Answered:
This regex works:
<item>(?:(?!</item>).|\n)*?(?:(?=201[0-3]</pubDate>))(?:(?!</item>).|\n)*?</item>
while this one crashes the stack:
<item>(?:(?!</item>).|\n)*(?:(?=201[0-3]</pubDate>))(?:(?!</item>).|\n)*</item>
This also works, without lookaheads:
(?s)<item>.*?201[0-3]</pubDate>.*?</item>
Original question:
I have an XML file in Sublime Text 2 (example below). I want to find all the <item
> elements that contain a <pubDate
> element from the years 2010 through 2013.
The above regex works correctly, but when I do find all (the file is about 1MB with about 120 matches) ST2 runs out of stack space.

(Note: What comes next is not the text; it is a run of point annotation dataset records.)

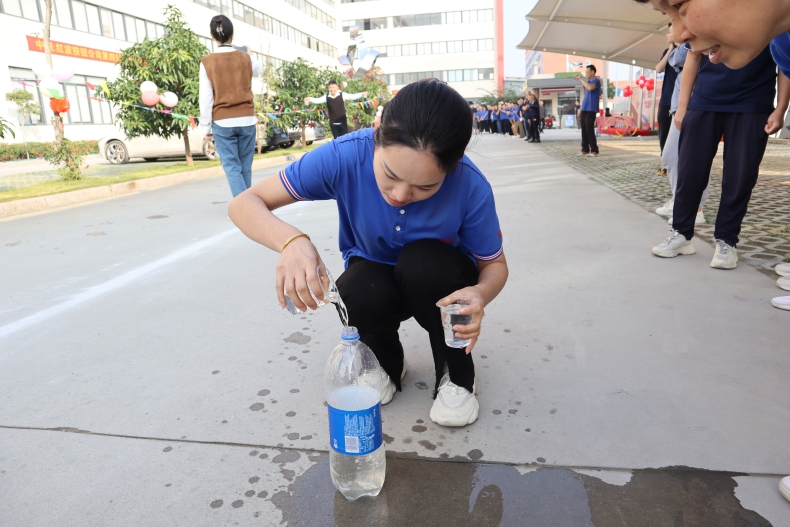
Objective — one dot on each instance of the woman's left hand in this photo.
(476, 309)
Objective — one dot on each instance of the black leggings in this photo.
(379, 297)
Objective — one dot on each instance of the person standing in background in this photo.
(227, 112)
(665, 103)
(589, 111)
(336, 107)
(534, 118)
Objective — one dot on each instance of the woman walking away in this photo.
(227, 113)
(418, 230)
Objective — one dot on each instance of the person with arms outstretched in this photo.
(335, 102)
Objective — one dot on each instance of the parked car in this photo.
(276, 137)
(118, 149)
(312, 133)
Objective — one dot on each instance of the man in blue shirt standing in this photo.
(590, 107)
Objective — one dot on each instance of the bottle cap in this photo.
(350, 333)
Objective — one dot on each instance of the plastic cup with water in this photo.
(451, 316)
(328, 286)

What horrible inefficiencies lurk above?
Example XML:
<?xml version="1.0" encoding="utf-8"?>
<channel>
<item>
<title>This will match</title>
<link>http://gcanyon.posterous.com/</link>
<pubDate>Sat Mar 10 10:22:00 -0800 2012</pubDate>
<dc:creator><![CDATA[Geoff Canyon]]></dc:creator>
</item>
<item>
<title>This won't</title>
<link>http://gcanyon.posterous.com/</link>
<pubDate>Tue Jun 30 05:01:32 -0700 2009</pubDate>
<dc:creator><![CDATA[Geoff Canyon]]></dc:creator>
</item>
</channel>
</rss>